Since the premise of the question is false, the question itself is spurious: the masses never held such a belief. That they did is a pseudo-historical construct (reflected in books such as Mir'at al-Haramayn) that aims to justify one of the programs of re-formation of Islam. That program is still going on at the hands of well-known innovators posing as traditionists.
Hajj Gibril
Source: Hanafi Fiqh List - www.sunnipath.com
__________________________________________________ ___________________
Answered by Shaykh Gibril Haddad
Question:
1) What was the purpose of having four different mihrabs in the Haram until 1917 when the Wahabbis / Salafis destroyed them?

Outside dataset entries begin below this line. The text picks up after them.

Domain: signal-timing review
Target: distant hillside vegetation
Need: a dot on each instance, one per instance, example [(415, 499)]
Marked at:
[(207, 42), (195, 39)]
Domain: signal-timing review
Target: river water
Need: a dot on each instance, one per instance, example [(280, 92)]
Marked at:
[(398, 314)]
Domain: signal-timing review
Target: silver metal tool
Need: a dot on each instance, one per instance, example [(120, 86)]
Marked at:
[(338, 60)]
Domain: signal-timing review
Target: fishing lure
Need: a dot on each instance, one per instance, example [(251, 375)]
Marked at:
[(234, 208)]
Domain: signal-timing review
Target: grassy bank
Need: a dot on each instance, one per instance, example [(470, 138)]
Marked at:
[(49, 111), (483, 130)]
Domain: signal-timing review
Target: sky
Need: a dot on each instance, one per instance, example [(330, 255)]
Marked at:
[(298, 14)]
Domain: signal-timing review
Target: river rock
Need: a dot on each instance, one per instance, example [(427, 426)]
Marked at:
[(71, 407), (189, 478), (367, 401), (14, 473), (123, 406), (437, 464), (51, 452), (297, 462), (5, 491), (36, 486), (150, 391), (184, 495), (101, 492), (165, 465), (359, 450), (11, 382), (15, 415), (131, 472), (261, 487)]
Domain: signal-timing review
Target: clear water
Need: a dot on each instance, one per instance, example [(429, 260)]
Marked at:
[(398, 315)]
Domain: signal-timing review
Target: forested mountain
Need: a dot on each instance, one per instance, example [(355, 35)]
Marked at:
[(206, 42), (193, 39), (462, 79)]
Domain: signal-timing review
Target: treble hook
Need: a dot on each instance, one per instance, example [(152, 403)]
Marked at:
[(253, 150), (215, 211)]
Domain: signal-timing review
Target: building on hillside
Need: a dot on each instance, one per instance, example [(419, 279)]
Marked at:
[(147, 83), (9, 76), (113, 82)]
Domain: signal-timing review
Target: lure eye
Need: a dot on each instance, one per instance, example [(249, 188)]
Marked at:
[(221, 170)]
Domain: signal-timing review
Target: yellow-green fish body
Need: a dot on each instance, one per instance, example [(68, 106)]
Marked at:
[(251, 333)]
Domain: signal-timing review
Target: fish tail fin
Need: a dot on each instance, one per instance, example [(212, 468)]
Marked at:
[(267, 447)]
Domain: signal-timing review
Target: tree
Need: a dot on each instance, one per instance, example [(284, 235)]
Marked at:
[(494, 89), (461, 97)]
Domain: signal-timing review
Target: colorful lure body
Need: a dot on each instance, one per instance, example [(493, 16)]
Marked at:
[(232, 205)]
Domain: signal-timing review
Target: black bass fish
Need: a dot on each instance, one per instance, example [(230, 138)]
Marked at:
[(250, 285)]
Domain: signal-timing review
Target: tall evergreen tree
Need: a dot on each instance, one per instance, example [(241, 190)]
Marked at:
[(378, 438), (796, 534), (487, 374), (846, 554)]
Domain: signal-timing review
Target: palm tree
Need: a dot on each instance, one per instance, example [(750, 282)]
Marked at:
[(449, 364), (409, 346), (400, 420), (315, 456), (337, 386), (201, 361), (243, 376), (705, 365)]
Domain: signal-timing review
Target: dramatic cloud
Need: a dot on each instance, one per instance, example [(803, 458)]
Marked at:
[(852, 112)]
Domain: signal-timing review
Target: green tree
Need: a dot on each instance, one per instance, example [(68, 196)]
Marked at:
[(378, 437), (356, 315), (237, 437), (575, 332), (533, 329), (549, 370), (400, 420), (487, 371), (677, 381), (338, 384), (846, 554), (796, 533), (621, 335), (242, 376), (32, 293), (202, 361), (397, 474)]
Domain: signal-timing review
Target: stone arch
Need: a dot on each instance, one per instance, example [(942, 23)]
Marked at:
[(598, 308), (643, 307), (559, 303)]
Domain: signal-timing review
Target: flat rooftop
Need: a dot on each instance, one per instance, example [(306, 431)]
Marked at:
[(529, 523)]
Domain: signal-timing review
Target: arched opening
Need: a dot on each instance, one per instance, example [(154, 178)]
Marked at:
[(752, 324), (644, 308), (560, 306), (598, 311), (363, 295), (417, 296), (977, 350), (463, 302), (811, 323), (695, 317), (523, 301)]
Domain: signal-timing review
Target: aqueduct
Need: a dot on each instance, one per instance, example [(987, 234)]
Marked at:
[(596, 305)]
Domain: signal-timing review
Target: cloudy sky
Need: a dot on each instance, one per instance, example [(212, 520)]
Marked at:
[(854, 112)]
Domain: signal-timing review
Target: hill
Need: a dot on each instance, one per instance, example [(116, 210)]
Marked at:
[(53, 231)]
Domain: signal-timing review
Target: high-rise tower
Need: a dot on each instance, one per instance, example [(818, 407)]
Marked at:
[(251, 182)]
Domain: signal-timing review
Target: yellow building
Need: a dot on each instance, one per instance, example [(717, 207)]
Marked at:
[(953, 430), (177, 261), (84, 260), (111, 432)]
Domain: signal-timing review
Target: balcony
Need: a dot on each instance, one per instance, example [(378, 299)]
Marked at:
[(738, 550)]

__________________________________________________ ___________________
Wa `alaykum as-Salam:
Each mihrab was not only for Salat but also indicated the circle of learning of one of the four Sunni Schools taught in the Haram as per the many old illustrations and photographs of the Haram showing the structures housing the teaching circles to that effect.
2) When were they first erected
I expect temporary structures were in place as early as the time when the Tabi`in would gather around the learned Companions and others that were making pilgrimage or were teaching there on a regular basis at that time. Perhaps even before these structures crystallized as the symbols and Mekkan locations of the Four Schools centuries later, Mihrabs must have been erected for the Fuqaha' that taught there to be able to lead the prayer from their spot and not at all necessarily as a divisive measure--unlike what the critics of the Madhahib love to claim.
3) What was the evidence (deduced from a primary text, statement/action of the companions, Tabi'in, or Taba at Tabi'in) for doing so?
The same as the evidence for having tens or hundreds of Islamic Schools under a single roof, namely, the various teaching masters around whom gathered generations of Muslims to learn their Religion in all the great mosques of the world including the Umawi in Damascus, which still has several mihrabs to this day.
4) If there was no evidence from the sources listed in question number 3 but instead the approval of the Ulema, alone, for hundreds of years of the practice is cited as the evidence for its permissibility/desirability, then the next question that comes to mind is, Did the Ulema agree the permissibility of erecting four mihrabs before/during their erection? Or were they erected and then the Ulema stayed silent on the issue and this silence was deemed as being approval?
There is nothing to having many mihrabs erected in a single mosque. Unity is completely irrelevant to such external structures but is a matter of hearts and minds, as witnessed to by the disunity of the Muslims today despite their praying behind a single mihrab in Makka or Madina.
5) Are there any Ulema who follow traditional Sunni Methodology (i.e. follow one of the four, authentic, surviving madhabs and who espouse either Maturidi or Ashari aqeedah) who would like to see the four Mihrabs return to the Haram? If so, Why? If no, then Why not?
As in the replies to the first three questions those mihrabs signified the Schools of Islam and its wealth of learning and teaching, which those that destroyed the mihrabs aimed to destroy and still do. It is that heritage we are defending, not its superstructures which are meaningless unless their raison d'etre is recovered and protected.
6) Do you, or any Ulema, think that the presence of four mihrabs, each designated for a different madhab, contributed in some way to the establishment of the belief in the minds of the masses (not the scholars) that it was not permissible to pray behind an Imam from a madhab other than their own?
Since the premise of the question is false, the question itself is spurious: the masses never held such a belief. That they did is a pseudo-historical construct (reflected in books such as Mir'at al-Haramayn) that aims to justify one of the programs of re-formation of Islam. That program is still going on at the hands of well-known innovators posing as traditionists.